But your post and John’s response brought to mind one other instance of silence Joe mentions, in his discussions of the syllable OM – or rather, AUM:
According to the Māṇḍūkya Upaniṣad, the world of the state of waking consciousness is to be identified with the letter A of the syllable AUM; that of dream consciousness (heaven and hell, that is to say) with the letter U; and deep sleep (the state of the mystical union of the knower and the known, God and his world, brooding the seeds and energies of creation: which is the state symbolized in the center of the mandala) with M.65 The soul is to be propelled both by and from this syllable AUM into the silence beyond and all around it: the silence out of which it rises and back into which it goes when pronounced—slowly and rhythmically …as AUM—AUM—AUM.” (from The Flight of the Wild Gander)

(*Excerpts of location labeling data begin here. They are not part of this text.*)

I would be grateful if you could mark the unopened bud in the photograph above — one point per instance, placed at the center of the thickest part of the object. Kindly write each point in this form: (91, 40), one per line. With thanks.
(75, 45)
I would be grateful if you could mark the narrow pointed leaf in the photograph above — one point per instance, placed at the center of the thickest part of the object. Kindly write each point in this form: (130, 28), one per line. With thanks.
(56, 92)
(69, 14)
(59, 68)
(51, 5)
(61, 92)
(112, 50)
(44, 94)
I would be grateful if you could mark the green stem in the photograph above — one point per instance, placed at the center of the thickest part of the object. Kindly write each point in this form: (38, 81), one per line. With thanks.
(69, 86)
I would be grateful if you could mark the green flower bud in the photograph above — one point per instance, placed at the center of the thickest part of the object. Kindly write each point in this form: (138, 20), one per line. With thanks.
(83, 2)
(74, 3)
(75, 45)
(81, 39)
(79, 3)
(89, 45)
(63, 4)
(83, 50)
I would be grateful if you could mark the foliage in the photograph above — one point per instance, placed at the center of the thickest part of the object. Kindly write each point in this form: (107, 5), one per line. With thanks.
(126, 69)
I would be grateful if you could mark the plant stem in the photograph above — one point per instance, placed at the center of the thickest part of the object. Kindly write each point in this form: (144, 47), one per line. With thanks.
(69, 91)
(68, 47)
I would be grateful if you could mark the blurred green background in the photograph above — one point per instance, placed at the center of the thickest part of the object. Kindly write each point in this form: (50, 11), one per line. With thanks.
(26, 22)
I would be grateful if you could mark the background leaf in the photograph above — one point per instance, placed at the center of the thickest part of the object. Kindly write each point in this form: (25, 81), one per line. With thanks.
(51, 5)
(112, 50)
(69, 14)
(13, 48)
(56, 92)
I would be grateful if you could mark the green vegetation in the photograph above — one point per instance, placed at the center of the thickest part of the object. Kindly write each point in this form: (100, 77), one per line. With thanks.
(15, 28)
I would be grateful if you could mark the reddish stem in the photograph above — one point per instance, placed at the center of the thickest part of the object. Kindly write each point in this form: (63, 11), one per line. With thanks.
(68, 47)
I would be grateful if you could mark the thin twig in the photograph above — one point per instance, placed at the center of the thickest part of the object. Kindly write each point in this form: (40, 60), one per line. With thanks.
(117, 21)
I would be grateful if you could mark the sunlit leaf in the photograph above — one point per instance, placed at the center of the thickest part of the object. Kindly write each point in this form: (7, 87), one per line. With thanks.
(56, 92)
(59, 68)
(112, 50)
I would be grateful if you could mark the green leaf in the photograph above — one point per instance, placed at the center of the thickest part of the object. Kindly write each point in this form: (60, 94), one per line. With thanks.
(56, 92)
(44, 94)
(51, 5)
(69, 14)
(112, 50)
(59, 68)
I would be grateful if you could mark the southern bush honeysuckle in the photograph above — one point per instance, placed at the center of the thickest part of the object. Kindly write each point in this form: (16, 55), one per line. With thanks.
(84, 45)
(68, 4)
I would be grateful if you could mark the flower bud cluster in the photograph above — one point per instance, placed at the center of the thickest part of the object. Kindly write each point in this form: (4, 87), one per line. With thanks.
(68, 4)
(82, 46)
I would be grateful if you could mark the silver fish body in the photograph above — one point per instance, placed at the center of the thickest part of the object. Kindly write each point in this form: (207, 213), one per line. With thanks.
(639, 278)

And then, from The Power of Myth:
“‘AUM‘ is a word that represents to our ears that sound of the energy of the universe of which all things are manifestations. You start in the back of the mouth “ahh,” and then “oo,” you fill the mouth, and “mm” closes the mouth. When you pronounce this properly, all vowel sounds are included in the pronunciation. AUM. Consonants are here regarded simply as interruptions of the essential vowel sound. All words are thus fragments of AUM, just as all images are fragments of the Form of forms. AUM is a symbolic sound that puts you in touch with that resounding being that is the universe. If you heard some of the recordings of Tibetan monks chanting AUM, you would know what the word means, all right. That’s the AUM of being in the world. To be in touch with that and to get the sense of that is the peak experience of all.
A-U-M. The birth, the coming into being, and the dissolution that cycles back. AUM is called the “four-element syllable.” A-U-M—and what is the fourth element? The silence out of which AUM arises, and back into which it goes, and which underlies it. My life is the A-U-M, but there is a silence underlying it, too. That is what we would call the immortal. This is the mortal and that’s the immortal, and there wouldn’t be the mortal if there weren’t the immortal. One must discriminate between the mortal aspect and the immortal aspect of one’s own existence.”
This description of Silence is very different than in the usual sense of simply the absence of noise; rather, this Silence contains All, is the source of All, and is that to which All will eventually dissolve and return. Neither my mother, nor, in my youth, myself, consciously understood that – but I suspect on an unconscious level silence suggested the silence of the grave – which may explain the compulsion to fill that silence with words.
In the decades since I have been learning how to tend the Silence, beginning with the practice of meditation. With each passing year I am more and more comfortable with silence – a perspective enhanced by Campbell’s description of Silence as the immortal aspect of one’s being.